Kobe Bryant Continues To Fight Homelessness in Los Angeles
Last summer, Kobe Bryant decided to take on a cause, and committed to combating homelessness among youths in L.A.
A year later, and Bryant is still committed to achieving something greater than himself.
According to Melissa Rohlin of the LA Times, Bryant paid a visit to skid row–the infamous street in Los Angeles occupied by homeless people.
“You get to hear the stories, you get to see firsthand what’s going on.”
One story in particular that touched Bryant was that of a 58-year-old man, who had at one point withered away to 135 pounds before seeking help at a local L.A. Mission.
“He’s a 60-year-old man, extremely articulate, had a great life, made a poor choice and ended up on the streets. Now he feels like he’s there for good and his weight is back up to 235. He’s 58, actually, but he’s in better shape than I am.”
Bryant partnered with a resource center in Hollywood for homeless youths called My Friend’s Place, which provides the underprivileged between the ages of 12-25 with shelter, food, clothing, showers, transportation and other services.
According to Ben Bolch, also of the LA Times, My Friend’s Place has helped 1,741 homeless individuals since Bryant’s partnership last year.
The foundation Bryant facilitates these types of ventures and awareness campaigns out of is actually that of he and his wife, Vanessa, and is appropriately named the “Kobe & Vanessa Bryant Family Foundation.“
His reasoning for choosing homelessness? According to Bolch, this was the Black Mamba’s response:
“You have to do something that carries a little bit more weight to it, a little more significance, a little more purpose to it. My career is winding down. At the end of my career, I don’t want to look back and just say, ‘Well, I had a successful career because I won so many championships and scored so many points.’ There’s something else that you have to do with that.

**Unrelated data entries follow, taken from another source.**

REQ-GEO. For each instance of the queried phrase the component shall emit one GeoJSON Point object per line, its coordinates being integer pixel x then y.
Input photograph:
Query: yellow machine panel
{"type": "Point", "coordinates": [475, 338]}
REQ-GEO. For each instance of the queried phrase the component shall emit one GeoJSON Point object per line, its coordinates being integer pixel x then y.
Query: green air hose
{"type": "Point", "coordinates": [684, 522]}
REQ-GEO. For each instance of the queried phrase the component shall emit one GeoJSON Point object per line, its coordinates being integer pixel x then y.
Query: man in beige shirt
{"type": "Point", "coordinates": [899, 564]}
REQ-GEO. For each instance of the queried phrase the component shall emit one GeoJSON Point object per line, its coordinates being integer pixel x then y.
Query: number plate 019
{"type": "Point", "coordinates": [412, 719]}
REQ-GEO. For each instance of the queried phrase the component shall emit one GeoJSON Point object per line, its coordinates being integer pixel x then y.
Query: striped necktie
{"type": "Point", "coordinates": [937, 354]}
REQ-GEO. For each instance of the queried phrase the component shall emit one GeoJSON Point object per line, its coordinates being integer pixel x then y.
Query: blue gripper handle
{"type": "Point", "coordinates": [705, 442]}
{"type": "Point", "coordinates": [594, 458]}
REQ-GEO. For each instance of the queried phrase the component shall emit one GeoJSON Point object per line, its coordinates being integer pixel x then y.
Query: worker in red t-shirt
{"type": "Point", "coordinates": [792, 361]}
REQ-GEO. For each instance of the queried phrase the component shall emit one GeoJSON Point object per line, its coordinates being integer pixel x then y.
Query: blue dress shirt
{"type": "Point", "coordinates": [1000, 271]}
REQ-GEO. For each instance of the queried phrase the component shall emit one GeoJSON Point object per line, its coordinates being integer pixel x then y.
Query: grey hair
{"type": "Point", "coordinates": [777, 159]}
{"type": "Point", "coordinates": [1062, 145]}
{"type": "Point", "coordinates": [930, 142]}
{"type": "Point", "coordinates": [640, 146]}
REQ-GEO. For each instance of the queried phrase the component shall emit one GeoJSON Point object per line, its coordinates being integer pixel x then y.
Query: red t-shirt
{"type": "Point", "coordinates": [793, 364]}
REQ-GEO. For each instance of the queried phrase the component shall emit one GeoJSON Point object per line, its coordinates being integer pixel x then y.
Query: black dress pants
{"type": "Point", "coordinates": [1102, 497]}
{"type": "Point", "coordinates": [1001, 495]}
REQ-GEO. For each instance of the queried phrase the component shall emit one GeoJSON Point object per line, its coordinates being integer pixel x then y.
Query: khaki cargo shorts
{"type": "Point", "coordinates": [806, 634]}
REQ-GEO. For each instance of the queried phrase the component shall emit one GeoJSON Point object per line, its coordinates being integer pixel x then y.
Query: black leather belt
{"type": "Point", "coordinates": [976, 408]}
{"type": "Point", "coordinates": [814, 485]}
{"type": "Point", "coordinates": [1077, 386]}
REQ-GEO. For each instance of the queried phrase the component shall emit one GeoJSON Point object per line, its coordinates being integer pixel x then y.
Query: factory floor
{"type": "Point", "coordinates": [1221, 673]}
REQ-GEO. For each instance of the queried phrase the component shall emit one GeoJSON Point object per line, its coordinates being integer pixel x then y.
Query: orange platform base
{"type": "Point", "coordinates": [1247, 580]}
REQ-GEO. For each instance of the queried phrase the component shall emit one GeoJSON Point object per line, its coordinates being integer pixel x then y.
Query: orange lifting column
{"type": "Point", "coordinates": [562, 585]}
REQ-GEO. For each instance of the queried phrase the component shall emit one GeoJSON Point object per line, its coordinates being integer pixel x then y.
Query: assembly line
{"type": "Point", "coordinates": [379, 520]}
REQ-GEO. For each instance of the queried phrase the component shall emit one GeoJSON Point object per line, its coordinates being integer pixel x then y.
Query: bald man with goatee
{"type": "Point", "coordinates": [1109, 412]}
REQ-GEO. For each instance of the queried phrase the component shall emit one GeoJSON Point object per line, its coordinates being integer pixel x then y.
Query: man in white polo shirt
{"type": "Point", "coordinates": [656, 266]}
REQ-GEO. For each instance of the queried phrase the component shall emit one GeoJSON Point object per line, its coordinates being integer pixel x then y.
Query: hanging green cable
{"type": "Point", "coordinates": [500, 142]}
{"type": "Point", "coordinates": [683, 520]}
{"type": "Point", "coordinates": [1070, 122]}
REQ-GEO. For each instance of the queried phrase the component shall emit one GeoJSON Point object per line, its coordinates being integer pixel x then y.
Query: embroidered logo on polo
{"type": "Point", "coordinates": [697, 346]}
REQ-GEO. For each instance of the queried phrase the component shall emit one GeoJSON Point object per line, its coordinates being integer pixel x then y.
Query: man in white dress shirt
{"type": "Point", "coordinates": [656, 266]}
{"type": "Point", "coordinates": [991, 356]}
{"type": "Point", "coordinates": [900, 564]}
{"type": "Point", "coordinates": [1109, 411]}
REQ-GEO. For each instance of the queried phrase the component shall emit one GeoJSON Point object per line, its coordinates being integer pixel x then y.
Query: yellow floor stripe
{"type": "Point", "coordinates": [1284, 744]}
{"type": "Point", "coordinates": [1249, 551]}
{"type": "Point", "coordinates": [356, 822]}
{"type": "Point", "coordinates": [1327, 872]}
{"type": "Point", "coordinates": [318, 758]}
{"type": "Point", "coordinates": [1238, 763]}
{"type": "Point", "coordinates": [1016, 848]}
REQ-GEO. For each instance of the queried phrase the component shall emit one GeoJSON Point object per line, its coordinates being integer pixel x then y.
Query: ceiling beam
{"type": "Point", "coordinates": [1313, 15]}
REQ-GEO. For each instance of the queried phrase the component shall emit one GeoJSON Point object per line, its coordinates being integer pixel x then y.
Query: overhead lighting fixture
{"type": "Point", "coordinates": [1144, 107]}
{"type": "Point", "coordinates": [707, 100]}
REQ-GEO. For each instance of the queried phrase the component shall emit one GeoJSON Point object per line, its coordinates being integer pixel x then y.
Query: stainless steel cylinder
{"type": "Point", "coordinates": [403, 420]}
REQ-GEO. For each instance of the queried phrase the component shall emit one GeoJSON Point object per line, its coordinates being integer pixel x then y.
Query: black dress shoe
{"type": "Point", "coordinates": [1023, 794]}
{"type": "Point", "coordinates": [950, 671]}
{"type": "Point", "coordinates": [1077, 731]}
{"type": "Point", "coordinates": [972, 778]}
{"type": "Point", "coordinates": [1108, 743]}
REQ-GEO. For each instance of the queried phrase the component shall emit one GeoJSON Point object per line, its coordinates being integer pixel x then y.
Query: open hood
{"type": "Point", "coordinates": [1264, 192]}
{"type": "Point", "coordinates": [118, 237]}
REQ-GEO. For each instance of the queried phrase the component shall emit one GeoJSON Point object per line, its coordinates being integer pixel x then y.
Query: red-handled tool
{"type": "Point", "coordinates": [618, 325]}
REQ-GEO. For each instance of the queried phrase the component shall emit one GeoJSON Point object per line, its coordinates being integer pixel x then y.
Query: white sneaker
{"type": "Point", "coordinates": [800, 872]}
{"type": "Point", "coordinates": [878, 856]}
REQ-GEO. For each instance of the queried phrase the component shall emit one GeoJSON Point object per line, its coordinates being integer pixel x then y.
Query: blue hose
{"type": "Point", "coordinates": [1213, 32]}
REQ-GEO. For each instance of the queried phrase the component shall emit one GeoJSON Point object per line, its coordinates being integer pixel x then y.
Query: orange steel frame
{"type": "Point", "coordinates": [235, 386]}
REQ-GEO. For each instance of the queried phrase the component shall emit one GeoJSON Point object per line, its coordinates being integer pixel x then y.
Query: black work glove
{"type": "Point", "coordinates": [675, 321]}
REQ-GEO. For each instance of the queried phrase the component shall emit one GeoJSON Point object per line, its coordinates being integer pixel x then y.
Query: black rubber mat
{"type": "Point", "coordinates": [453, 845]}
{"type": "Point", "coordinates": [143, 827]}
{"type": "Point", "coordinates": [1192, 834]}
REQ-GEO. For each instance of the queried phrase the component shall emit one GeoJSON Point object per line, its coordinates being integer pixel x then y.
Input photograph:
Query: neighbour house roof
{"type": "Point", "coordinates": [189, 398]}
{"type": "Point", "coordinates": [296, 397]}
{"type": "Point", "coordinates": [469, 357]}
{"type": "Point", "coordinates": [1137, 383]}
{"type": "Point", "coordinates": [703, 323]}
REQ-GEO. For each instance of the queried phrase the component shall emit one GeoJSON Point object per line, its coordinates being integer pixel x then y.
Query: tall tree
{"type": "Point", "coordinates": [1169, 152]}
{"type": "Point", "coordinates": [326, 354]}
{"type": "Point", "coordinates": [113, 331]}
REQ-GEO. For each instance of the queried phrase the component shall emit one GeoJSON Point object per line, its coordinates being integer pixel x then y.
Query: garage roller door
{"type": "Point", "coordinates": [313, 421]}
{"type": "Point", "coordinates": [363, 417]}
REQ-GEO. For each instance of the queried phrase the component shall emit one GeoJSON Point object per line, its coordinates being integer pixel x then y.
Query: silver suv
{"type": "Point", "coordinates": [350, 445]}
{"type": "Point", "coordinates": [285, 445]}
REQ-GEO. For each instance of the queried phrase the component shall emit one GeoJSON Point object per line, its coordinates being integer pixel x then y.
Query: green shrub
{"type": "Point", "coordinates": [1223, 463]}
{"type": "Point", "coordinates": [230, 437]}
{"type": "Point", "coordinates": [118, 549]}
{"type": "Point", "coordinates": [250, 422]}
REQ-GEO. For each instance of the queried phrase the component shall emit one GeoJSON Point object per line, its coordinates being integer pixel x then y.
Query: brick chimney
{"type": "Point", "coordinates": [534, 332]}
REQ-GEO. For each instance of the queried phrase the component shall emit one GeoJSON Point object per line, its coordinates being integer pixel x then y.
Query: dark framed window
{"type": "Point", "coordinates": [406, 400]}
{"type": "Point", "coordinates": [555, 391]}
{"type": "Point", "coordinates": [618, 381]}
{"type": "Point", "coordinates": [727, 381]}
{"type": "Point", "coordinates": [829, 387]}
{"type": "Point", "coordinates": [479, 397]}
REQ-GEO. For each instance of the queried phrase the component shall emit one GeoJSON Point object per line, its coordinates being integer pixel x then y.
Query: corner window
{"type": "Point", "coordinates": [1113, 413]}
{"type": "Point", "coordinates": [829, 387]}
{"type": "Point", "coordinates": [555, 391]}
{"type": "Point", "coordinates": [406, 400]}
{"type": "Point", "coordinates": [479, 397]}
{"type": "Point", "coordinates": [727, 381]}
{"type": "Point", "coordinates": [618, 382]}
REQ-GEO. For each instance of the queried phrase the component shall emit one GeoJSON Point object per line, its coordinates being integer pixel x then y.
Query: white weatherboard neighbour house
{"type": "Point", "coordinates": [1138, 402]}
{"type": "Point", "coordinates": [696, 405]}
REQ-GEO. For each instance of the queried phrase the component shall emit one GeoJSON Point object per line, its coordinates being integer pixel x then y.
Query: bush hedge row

This issue is one that kind of gets pushed on the back burner because it’s easy to point the blame at those who are homeless and say, ‘Well, you made that bad decision. This is where you are. It’s your fault.’ In life, we all make mistakes and to stand back and allow someone to live that way and kind of wash your hands of it … that’s not right.
Kids touch all of our hearts probably a little even more because it’s like they were born into this situation; they don’t have the opportunities that we had, We all had dreams, we all had goals, we all had aspirations and for them not to have that, it’s just not fair. We have to do something about it.”
Bryant summed up his purpose with a famous quote from a fictional superhero:
“I don’t want to be too cheesy and quote ‘Spider-Man’ but with great power comes great responsibility.”
To many of these kids, Bryant is a real life superhero.